A dona-de-casa está estarrecida com o preço do gás, "que custava R$ 7 quando começou o Plano Real, e agora custa R$ 30, que eu paguei na semana passada!", ela quase gritou, explicando. Admirei a memória contábil. Como ela tinha guardado aquele valor do início do Plano Real? E o tal tabelamento? Não ia haver um tabelamento do preço do gás? Conversa mole do governo, para ganhar eleitor para o candidato oficial, José Serra. A dona-de-casa contou que "não tem essa de tabelamento para o dono do armazém". Disse que o homem "só vendia se fosse por R$ 30, que ninguém vende a R$ 26 em lugar nenhum!".
E era essa sua indignação solitária. Ora, o governo FHC custou caro às pessoas pobres. O governo dos ricos para os ricos nunca se importou, de fato, com o preço do gás, da luz, da gasolina ou da tarifa de telefone. Nem eu consigo pagar mais a conta do celular: mandei tirar tudo quanto é tipo de serviço, de identificador de chamada a não-sei-que-browser feito para extorquir dinheiro do assinante. Só uso celular em emergências. Mesmo assim, o valor da conta nunca diminui.
O governo dos ricos para os ricos transformou tudo em "economia". Ora, que droga é essa? A economia é apenas uma das esferas da cultura, diz o livro, e, portanto, um domínio parcial da vida social humana.
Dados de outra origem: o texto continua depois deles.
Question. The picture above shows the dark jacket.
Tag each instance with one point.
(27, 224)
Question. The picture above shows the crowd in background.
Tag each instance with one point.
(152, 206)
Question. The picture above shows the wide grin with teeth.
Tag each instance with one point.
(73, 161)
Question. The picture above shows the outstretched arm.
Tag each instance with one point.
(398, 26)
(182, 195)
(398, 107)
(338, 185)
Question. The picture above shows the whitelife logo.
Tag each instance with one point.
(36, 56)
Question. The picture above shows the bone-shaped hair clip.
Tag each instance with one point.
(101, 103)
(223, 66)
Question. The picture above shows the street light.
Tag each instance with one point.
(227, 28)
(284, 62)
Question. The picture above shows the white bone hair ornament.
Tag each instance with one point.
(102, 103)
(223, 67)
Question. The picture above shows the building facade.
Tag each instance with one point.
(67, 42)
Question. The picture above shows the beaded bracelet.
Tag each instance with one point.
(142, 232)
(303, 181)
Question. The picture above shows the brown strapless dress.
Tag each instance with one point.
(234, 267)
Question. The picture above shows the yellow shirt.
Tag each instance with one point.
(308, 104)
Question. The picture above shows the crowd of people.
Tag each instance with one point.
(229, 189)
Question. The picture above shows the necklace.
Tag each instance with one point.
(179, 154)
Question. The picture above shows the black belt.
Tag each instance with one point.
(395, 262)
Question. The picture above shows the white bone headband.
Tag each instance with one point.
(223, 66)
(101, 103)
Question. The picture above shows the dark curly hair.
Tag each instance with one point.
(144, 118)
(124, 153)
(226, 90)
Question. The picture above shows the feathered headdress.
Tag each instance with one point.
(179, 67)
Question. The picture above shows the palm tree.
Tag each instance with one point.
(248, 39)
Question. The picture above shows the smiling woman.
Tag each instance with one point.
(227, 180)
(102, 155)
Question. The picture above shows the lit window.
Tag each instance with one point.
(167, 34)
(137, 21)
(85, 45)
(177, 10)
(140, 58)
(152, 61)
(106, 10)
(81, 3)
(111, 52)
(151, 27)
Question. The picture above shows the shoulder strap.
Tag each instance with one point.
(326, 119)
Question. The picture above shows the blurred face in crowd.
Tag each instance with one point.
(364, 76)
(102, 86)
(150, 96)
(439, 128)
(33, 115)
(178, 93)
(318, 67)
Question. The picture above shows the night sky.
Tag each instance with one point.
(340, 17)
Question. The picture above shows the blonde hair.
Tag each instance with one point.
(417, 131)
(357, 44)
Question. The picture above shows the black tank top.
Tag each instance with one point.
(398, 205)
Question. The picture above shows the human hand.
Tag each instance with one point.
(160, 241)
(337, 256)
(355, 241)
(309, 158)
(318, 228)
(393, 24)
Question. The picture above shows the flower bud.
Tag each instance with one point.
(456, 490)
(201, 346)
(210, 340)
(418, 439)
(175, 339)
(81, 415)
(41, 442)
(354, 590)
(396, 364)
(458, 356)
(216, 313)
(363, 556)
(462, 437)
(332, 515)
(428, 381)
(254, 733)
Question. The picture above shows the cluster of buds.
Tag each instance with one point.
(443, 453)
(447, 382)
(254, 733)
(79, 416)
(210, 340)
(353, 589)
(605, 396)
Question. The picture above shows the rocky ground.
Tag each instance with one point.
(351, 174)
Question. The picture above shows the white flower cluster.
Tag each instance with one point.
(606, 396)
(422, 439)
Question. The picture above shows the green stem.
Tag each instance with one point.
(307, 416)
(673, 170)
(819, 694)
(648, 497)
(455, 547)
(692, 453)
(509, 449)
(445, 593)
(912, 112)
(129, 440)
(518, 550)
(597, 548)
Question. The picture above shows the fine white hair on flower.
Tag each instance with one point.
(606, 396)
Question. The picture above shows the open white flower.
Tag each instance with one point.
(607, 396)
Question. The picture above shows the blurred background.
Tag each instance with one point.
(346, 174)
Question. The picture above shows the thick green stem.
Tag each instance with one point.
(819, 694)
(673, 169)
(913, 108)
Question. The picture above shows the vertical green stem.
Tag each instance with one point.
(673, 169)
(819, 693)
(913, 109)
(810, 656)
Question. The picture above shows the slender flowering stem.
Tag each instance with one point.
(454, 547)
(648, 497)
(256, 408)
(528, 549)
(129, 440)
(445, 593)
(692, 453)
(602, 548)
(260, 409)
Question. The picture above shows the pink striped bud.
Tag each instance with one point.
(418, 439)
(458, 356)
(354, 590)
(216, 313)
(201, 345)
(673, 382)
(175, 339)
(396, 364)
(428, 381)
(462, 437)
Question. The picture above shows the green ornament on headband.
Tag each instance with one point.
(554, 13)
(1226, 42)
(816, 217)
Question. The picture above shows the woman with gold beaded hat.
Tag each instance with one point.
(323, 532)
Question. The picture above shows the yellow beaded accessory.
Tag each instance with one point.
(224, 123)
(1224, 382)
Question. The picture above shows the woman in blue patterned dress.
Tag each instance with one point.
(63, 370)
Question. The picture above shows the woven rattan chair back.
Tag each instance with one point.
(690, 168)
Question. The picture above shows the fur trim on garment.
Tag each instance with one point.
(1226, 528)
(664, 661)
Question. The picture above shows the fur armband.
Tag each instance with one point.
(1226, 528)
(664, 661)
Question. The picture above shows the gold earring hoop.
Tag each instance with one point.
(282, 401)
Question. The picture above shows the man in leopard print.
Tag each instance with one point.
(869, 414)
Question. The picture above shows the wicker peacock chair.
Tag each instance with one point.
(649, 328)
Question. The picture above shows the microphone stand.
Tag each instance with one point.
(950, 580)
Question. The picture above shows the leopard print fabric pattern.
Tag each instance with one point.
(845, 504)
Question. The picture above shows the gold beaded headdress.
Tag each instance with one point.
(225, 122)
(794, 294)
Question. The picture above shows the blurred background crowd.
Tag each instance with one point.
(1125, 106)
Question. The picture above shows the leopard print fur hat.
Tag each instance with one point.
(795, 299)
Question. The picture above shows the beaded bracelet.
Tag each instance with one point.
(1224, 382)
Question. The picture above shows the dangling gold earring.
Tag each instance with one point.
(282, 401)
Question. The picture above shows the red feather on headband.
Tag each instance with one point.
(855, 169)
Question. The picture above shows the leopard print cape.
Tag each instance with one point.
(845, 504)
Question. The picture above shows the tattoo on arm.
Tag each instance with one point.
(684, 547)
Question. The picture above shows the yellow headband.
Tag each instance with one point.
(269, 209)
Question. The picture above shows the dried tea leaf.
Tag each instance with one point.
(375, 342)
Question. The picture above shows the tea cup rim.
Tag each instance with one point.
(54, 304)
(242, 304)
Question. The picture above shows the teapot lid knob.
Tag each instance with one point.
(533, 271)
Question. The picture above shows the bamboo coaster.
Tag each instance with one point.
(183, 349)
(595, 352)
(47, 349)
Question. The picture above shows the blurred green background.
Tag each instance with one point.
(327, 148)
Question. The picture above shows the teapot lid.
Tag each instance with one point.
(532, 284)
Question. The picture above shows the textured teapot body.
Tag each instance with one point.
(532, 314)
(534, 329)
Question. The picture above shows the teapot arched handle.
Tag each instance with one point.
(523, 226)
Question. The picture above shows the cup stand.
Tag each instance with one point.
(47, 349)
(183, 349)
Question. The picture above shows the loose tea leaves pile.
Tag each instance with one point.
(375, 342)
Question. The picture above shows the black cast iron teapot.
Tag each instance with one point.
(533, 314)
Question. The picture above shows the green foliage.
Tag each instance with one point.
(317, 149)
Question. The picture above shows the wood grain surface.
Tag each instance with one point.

Seu sentido filosófico não deveria ser ganância por dinheiro ("acumulação de maior valia", como se fala na linguagem dos especialistas), mas sim a preparação de bens e a prestação de serviços valiosos em prol da comunidade.
Em comparação com outros domínios da cultura (arte, ciência, religião), a economia é, sem dúvida, o mais inferior em valor e dignidade. Mas no governo dos ricos para os ricos, no modelo capitalista neoliberal, a economia se desembaraça dos laços sociais e, prolongando sua influência, desarticula e desagrega a ordem social: só serve para embrutecer as pessoas, da dona-de-casa ao assassino, ao ladrão. Foi só para isso que serviram esses oito anos de governo FHC.